Denmark’s ban was coupled with the creation of a national system to track how and when antibiotics are used in both humans and in food animals. Today, Danish officials know exactly when, how much and why antibiotics are used in food animals. In recent years, regulators have begun issuing warnings to farmers who use disproportionately more antibiotics per animal than their peers.

But the impact of Denmark’s ban has been hotly debated.

Advocates to restrict antibiotic use note that overall use of the drugs decreased by 50 percent in Denmark over a 10-year period. Fewer antibiotics used, advocates say, offers less opportunity for the drugs to breed resistant bacteria.

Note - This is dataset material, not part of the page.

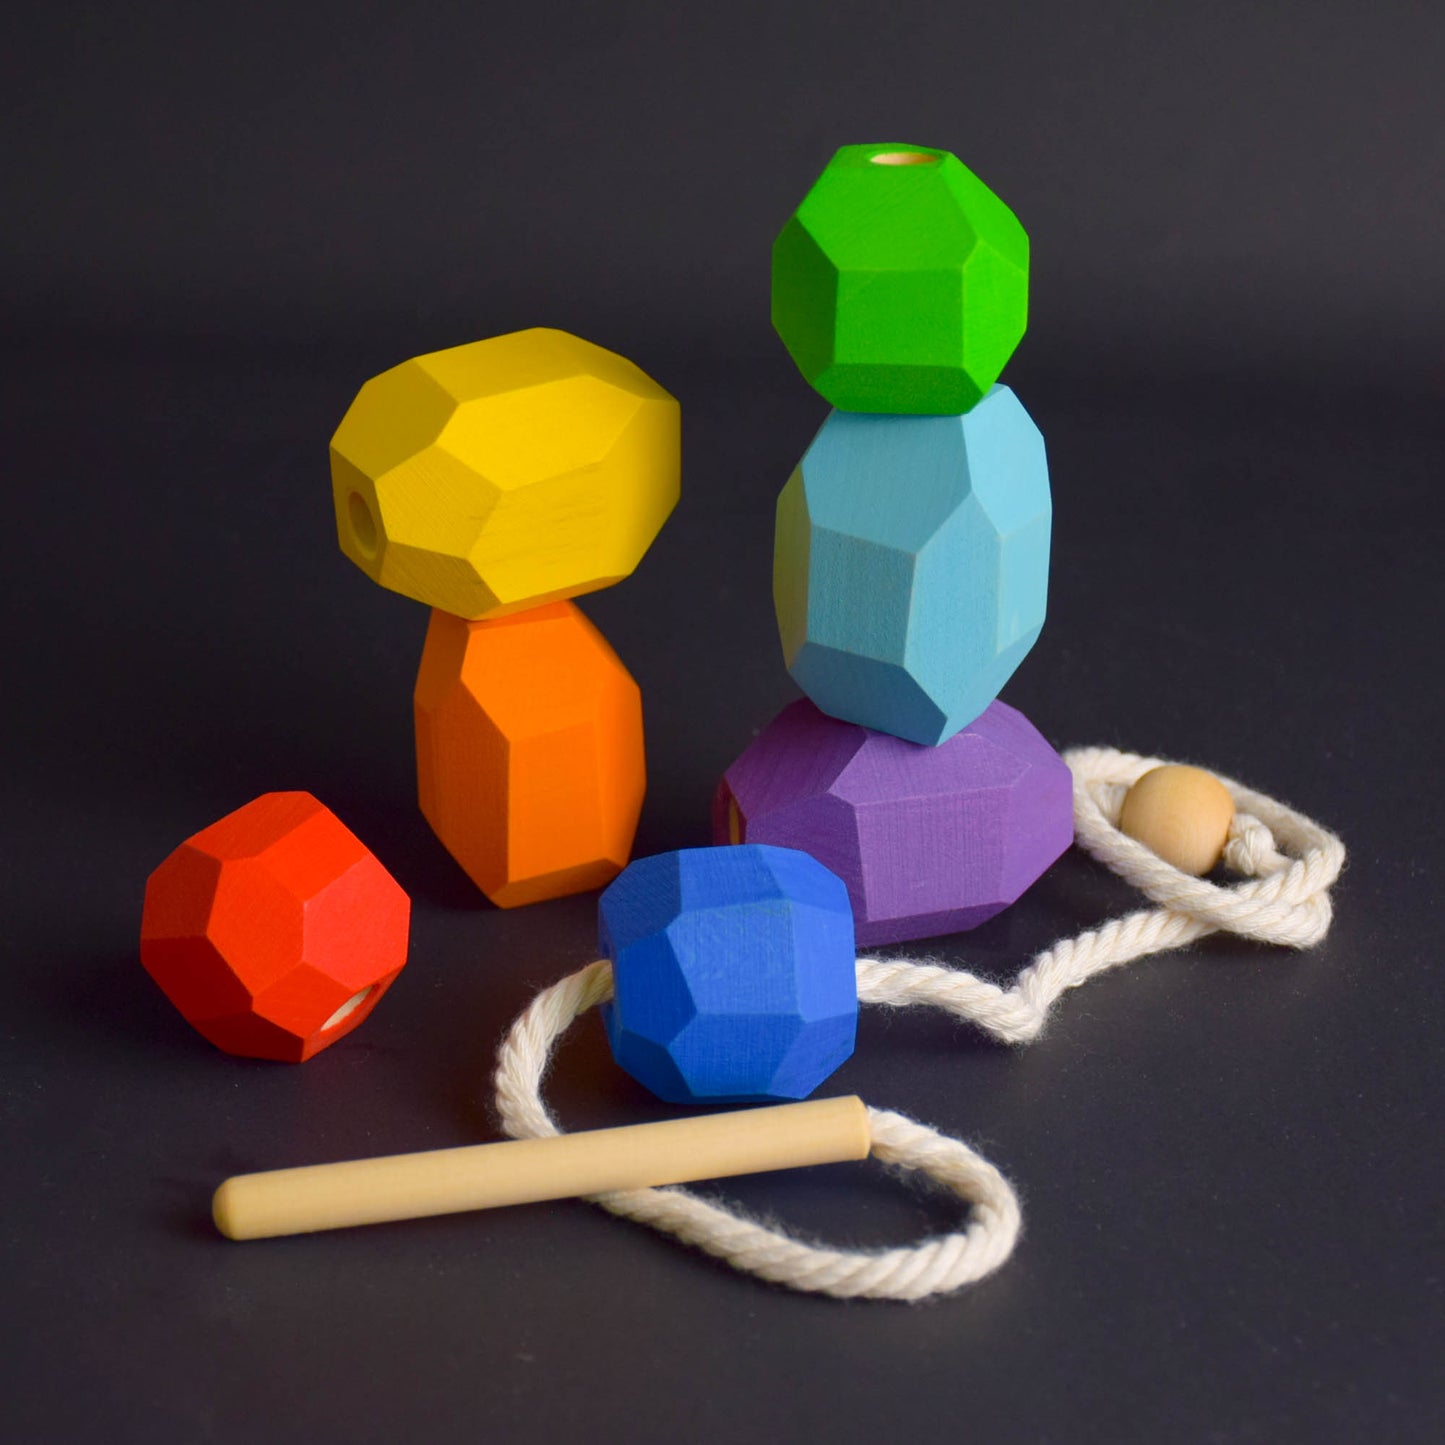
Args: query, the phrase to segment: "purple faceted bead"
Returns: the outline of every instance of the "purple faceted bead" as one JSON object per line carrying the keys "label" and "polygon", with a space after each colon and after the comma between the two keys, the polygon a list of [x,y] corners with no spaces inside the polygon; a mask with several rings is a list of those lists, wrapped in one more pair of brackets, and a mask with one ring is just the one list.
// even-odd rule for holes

But American pharmaceutical and farm industry officials argue that there is no clear evidence that resistant infections in humans have gone down because of the ban.

What’s more, they note, despite an overall reduction in antibiotics, more animals got sick and required therapeutic antibiotics – about a 223 percent jump in the first few years, according to the Animal Health Institute. That initial increase in therapeutic use has since gone down as farmers have adapted better animal husbandry practices to accommodate the overall decline in antibiotic use.

Despite the debate, Denmark’s effort became a model for the European Union, which banned growth promotion antibiotics for food animals in 2006.

What’s less clear is how effective the EU ban has been on reducing overall use. In the Netherlands, for instance, overall antibiotic use in food animals stayed the same after the European ban. The reason, according to Dik Mevius, who runs the Netherlands’ antibiotics monitoring program, the National Reference Laboratory on Antimicrobial Resistance in Animals, is that growth promotion “was totally replaced by use for prevention.”

Dutch officials noticed this trend because they’d set up a system to track how much and why antibiotics were used in farm animals. And they soon learned of another disturbing trend: New research showed an increase in bacteria on poultry resistant to a critical human antibiotic known as cephalosporin.

Coupled together, this data led to major legislation from the Netherlands’ parliament, which in 2010 mandated a 70 percent reduction in all on-farm antibiotic use by 2015. It was a simple target with no other guidance other than to meet the benchmark, but so far the industry has kept up, dropping overall use by 50 percent as of last year.

The Netherlands’ data wasn’t as detailed as Denmark’s but was able to estimate how much of the drugs were used for what purposes which “had enormous power to trigger action to reduce consumption in several member states,” David MacKay, head of the Veterinary Medicines Division of the European Medical Agency, told FRONTLINE.

And that’s data that, at least for now, isn’t collected in the United States.